The rear O2 sensor is a monitoring sensor for catalytic efficiency and does not affect drivability. The go bad now and then. You probably need a new rear O2 sensor, but the correct way to determine that would be to check the circuit back to the ECM and do a componant check of the sensor.

Same really applies to the knock sensor, as well. Probably a bad knock sensor, but a componant test and circuit tests would needed to be performed to confirm.


----------



## x60079 (Aug 20, 2007)

Chances are that you have had a bad knock sensor for a while because it will not turn on the malfunction indicator light. Its sole purpose in life is to retard the timing up to 10 degrees if it senses engine knock. So....as long as you run the recommended octane gas there should be no problem (assuming the engine runs well). The component check is simply measuring the resistance 500 - 620 K ohms. I have noticed people selling nissan factory knock sensors on ebay for about $60. (but you may have to weld together your own tool to get it out).


----------



## MickeyKnox (Jun 17, 2006)

interesting. a lot of people had rear O2 sensor and knock sensor lights on. 

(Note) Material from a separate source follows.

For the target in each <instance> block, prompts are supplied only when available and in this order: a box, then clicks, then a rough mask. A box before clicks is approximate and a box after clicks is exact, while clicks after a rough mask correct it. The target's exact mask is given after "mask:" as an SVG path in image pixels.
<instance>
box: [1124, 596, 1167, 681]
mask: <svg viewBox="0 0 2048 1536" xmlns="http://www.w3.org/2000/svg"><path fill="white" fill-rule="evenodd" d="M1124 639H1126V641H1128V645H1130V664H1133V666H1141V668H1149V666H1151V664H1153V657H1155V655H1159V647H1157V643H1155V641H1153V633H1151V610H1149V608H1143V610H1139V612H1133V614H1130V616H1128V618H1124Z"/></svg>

I had the same thing. I changed both O2 sensors, air filter. and the rest of tune up. and check engine lights went away. O2 sensors go bad. I think you need to replace rear O2 sensor every 100K. I change my front O2 sensor every 20k because it monitors fuel/air mixture. 

knock sensor failure will result in hard knocks at all rpm. especially when you use low octane fuel. use 89 octane when you do emissions test.


----------



## spat (Oct 15, 2005)

MickeyKnox said:


> interesting. a lot of people had rear O2 sensor and knock sensor lights on.
> 
> I had the same thing. I changed both O2 sensors, air filter. and the rest of tune up. and check engine lights went away. O2 sensors go bad. I think you need to replace rear O2 sensor every 100K. I change my front O2 sensor every 20k because it monitors fuel/air mixture.
> 
> knock sensor failure will result in hard knocks at all rpm. especially when you use low octane fuel. use 89 octane when you do emissions test.


Fault codes are just that! It means a fault has been detected and helps the technician know what system to trouble shoot. *Fault codes do not tell you that a component is bad* only that it is sending data that is out of spec! I have run a few O2 sensors over 200K miles with no problems.


----------